Over the next several days, Robert will repair the walls and ceiling, tape and bed the sheetrock, prep, and paint. They'll install a ceiling light and wall switch, and then Robert is installing shelves so we can utilize as much of this space as possible.


So that's what's going on here. I didn't have water or electricity yesterday and was pretty grouchy about it: I couldn't do anything and spent the day freezing. It was nearly 80 on Monday and then dropped 25 degrees, so it was about 50 and windy and horrid. I couldn't leave and go work somewhere else because I had to answer questions and wrangle the cats, who were cold and miserable and also grouchy. Water and dirt and strange men everywhere. Even--gack!--using my bathroom. Shudder.

From here on out, though, it will be just Robert, and maybe his assistant, and all will be cool. Except for the part where he keeps nagging me about baking him some brownies. I don't think I've ever cooked brownies in my entire life, and I've told him that. But all day yesterday, whenever he passed through the kitchen, he would open the oven door, peer in hopefully, and then look over at me and sigh pitifully. I finally told him I had made some--fabulous ones, with pecans and frosting!--but that someone broke in and stole them while he was at lunch. What I temporarily forgot is that he's a retired police detective, and so when he started interrogating me about the theft, I was poorly prepared. He shook his head and said, "Interview 101: don't say, 'Um.'"

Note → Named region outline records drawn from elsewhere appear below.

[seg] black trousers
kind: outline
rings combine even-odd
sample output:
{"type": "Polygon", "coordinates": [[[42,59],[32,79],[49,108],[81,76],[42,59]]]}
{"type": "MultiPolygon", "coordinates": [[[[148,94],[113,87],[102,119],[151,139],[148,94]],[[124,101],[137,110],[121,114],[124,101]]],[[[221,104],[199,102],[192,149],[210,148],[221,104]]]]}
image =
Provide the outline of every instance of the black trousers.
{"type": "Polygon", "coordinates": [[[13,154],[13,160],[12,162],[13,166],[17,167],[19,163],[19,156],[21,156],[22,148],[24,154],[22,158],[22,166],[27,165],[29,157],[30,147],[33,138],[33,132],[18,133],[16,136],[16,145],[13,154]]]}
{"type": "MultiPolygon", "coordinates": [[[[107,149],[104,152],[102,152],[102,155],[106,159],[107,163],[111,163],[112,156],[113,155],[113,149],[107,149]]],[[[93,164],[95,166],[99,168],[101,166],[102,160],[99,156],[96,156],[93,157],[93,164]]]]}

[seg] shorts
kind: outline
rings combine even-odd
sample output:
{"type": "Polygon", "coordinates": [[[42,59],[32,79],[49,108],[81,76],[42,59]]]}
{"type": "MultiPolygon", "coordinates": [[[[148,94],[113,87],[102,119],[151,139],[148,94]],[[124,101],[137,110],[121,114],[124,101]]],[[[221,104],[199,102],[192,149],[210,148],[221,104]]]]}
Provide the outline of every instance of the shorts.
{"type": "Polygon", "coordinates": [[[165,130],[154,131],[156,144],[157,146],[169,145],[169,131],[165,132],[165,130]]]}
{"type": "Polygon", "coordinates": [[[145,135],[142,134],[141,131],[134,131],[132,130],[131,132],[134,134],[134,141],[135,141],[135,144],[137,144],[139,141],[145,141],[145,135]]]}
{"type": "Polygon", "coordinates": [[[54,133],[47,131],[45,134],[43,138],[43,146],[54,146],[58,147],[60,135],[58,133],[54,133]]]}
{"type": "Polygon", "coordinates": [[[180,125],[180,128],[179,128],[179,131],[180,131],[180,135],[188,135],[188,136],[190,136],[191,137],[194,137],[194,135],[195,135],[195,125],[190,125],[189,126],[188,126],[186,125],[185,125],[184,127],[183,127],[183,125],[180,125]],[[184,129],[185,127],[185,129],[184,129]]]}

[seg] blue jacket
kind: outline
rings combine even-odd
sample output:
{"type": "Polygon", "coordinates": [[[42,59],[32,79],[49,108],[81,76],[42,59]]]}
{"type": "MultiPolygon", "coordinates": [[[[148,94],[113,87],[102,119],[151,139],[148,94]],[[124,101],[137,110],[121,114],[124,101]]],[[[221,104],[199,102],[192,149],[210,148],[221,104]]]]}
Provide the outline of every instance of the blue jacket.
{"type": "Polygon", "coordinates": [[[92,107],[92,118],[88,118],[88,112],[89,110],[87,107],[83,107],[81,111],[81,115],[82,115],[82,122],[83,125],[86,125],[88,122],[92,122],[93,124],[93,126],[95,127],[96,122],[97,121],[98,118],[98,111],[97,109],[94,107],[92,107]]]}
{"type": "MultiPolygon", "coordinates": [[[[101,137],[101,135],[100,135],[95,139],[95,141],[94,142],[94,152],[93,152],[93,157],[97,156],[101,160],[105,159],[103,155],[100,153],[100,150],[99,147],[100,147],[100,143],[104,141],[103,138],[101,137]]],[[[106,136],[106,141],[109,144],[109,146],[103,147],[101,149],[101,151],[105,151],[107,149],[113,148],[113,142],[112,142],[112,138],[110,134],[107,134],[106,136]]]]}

[Note to self: practice lying more effectively.]

8 comments:

jinxxxygirl said...

Oh Rice we are almost in the same boat together......renovation. If you find your self either incredibly bored or curious pop on over and read my posts starting a few weeks ago about how the ocean followed me home....sigh....
Hugs! deb

Sharon Robb-Chism said...

That has GOT to be the weirdest placing of a water heater I have ever seen.

We went through a remodel of some things a few years ago. Drove me nuts, having all those men around getting in the way, leaving the doors open, putting tools where I really didn't want tools, like my dinning room table, but the end results were worth it. Hang in there!

Caroline Berk said...

Do you think Robert could come here? I need a lot of work done remodeling my 90 year old kitchen. If my husband does it we will be microwaving in the living room and washing dishes in the bathtub for the rest of my life!

I had better get started finding a Robert here.

Ricë said...

Knowing him, Caroline, he probably knows someone there.

see you there! said...

We have one of those tankless water heaters (runs on gas but electric starter) and it is marvelous. So little space, so much hot water.

Darla

Ricë said...

Now that we've each had a shower with the new tankless HWH, we agree that we can't really tell any difference in the time it takes for the hot water to reach the shower or, really, anything else. So it means more room in that closet, no worries about a tank going out, and limitless hot water. Not that we use a ton of hot water anyway, since we ARE still in a drought. Still, it will be nice not to have it run out if you're the second person taking a shower after washing a load of clothes. . . .

pattisjarrett said...

Ugh. This reminds me of too many projects. Not that I mind a good project now and then, (it was very different when we were younger, too) but I really don't like the ones involving water. It certainly does have a way of shooting forward on the priority list, though.

Patty Ashworth said...

This Wednesday, the SEars repairman will be here to find out why my washer isn't going all the way through cycles... great. Know how you feel...later this year, we are planning on getting to the remodel of 5 closets, 3 bedrooms and 2 bathrooms. This summer, yardsale time to get rid of all the junk in the closets. You can stash away so much stuff in 18 years!

You closet hot water heater was a gem. They picked a place that would take the least amount of copper pipe to get from the heater to the sinks. In Louisiana, they had them in the attic!? When they leaked it was a mess!!! What you have now is great.